It has not been lost on me that I am on this public facing Midwest bagel quest project at a moment in time where it feels complicated to be Jewish. I have never felt more out of step with mainstream Jewish institutions than I do right now. Institutions and leaders who are more than happy for the Trump administration to weaponize the definition of anti-semitism, to deport people from this country who are critical of the policies of the Israeli government. I keep thinking of a letter to the editor I found from 1946 from a rabbi in Glencoe, Illinois, he wrote about a member of his congregation who described himself with pride as a 'bagel and lox Jew.' It is essentially a letter where the rabbi yells about how there is a right and a wrong way to be Jewish. Which is how I think about most mainstream Jewish institutions at this moment. They are yelling about how if you protest Israel then you are protesting Jews.
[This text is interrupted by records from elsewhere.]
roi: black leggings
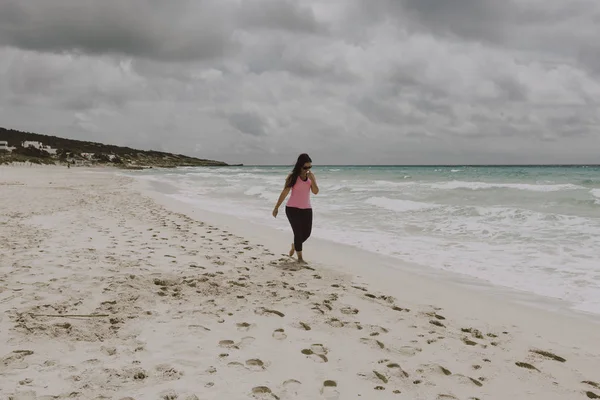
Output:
[285,207,312,251]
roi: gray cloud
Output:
[0,0,235,61]
[0,0,600,164]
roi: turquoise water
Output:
[129,165,600,313]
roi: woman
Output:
[273,153,319,263]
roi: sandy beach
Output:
[0,166,600,400]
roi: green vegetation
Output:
[0,128,234,169]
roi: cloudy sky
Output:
[0,0,600,164]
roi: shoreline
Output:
[0,167,600,400]
[136,175,600,324]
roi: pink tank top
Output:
[286,177,312,209]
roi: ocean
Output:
[127,164,600,314]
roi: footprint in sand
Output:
[321,380,340,400]
[252,386,279,399]
[273,329,287,340]
[281,379,302,400]
[236,322,253,332]
[301,344,329,363]
[246,358,266,371]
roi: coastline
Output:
[0,167,600,400]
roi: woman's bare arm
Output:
[273,176,291,217]
[308,172,319,194]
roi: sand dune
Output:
[0,167,600,400]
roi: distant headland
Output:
[0,128,242,169]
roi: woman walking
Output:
[273,153,319,262]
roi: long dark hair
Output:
[287,153,312,187]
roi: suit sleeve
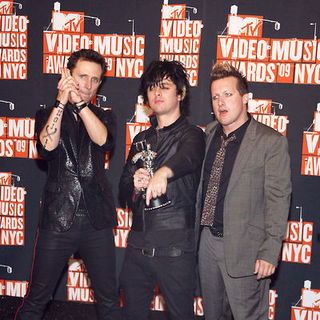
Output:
[257,135,291,266]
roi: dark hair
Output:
[139,60,190,115]
[67,49,107,80]
[210,62,249,96]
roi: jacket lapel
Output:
[226,118,257,197]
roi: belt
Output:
[132,247,184,258]
[208,226,223,238]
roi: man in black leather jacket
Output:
[16,49,120,320]
[120,61,205,320]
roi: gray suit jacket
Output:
[195,118,291,277]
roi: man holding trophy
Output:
[120,61,205,320]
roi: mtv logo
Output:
[248,99,272,114]
[162,4,186,20]
[228,14,263,38]
[301,289,320,309]
[52,11,84,33]
[0,172,11,186]
[0,0,13,15]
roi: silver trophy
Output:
[132,140,171,211]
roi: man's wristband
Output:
[54,100,66,110]
[73,101,88,114]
That we are one and the same. They are trying to redefine what it is to be Jewish and too bad if your own beliefs are outside that definition.
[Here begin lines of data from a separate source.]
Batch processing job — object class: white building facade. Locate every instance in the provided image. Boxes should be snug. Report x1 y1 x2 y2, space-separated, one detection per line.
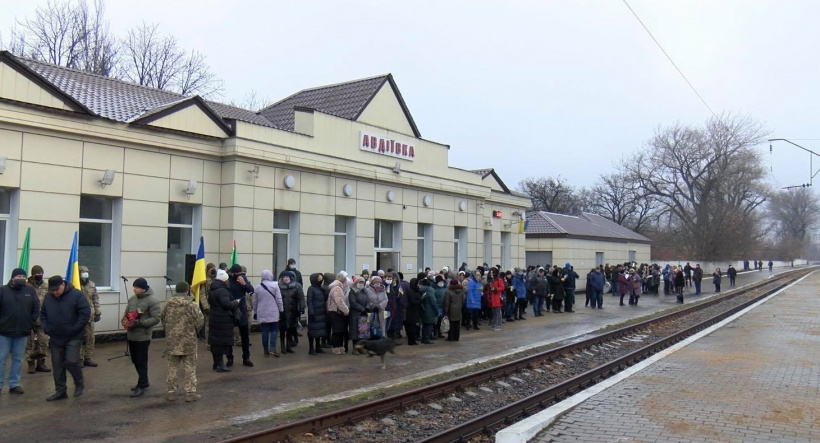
0 52 530 333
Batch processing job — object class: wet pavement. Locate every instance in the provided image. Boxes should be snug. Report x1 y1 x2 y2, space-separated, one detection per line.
532 272 820 443
0 270 796 441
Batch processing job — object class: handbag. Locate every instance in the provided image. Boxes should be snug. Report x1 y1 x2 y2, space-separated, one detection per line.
441 316 450 334
370 311 384 338
356 315 370 340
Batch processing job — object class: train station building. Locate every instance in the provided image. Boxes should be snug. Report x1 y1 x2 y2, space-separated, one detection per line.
0 52 530 333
I always understood the phrase, 'bagel and lox Jew' to be a shorthand of sorts to describe someone who is a culturally identified and not a particularly religious Jew. Someone who had a bagel spread on Sunday but did not go to shul on Saturday. Whether this is an insult, praise, or benign is in the mind of the beholder. In this 1946 letter, the Glenco rabbi viewed ‘bagel and lox Jew’ as a tragedy and wrote, "Actually they have no Jewish consciousness at all. They have picked up a few affinities they might describe as Jewish but they are matters of habit, or of the palate. There is no Jewishness in their hearts or in their homes." The letter goes on but that is the gist of it. I was a bit surprised that this debate/argument was happening in 1946. I would have thought in the years immediately following the Holocaust we wouldn't be quibbling with who was Jewish enough.
But we were then and we are now. This has me thinking about how the Wexler Oral History Project (a project of the National Yiddish Book Center) lost a big chunk of money as a result of the Federal defunding of the National Endowment of the Humanities. I come from a Yiddish folksinger lineage. My mom’s oral history is one of the 1,000 interviews in that project, which illustrates an expansive view and the richness of Jewish history and culture. Jewish history is full of examples of how we survived by maintaining our traditions. I think it would do us Jews well to not police who is and who is not (metaphorically) a “bagel and lox” Jew. We have enough Tsuris (trouble) as it is.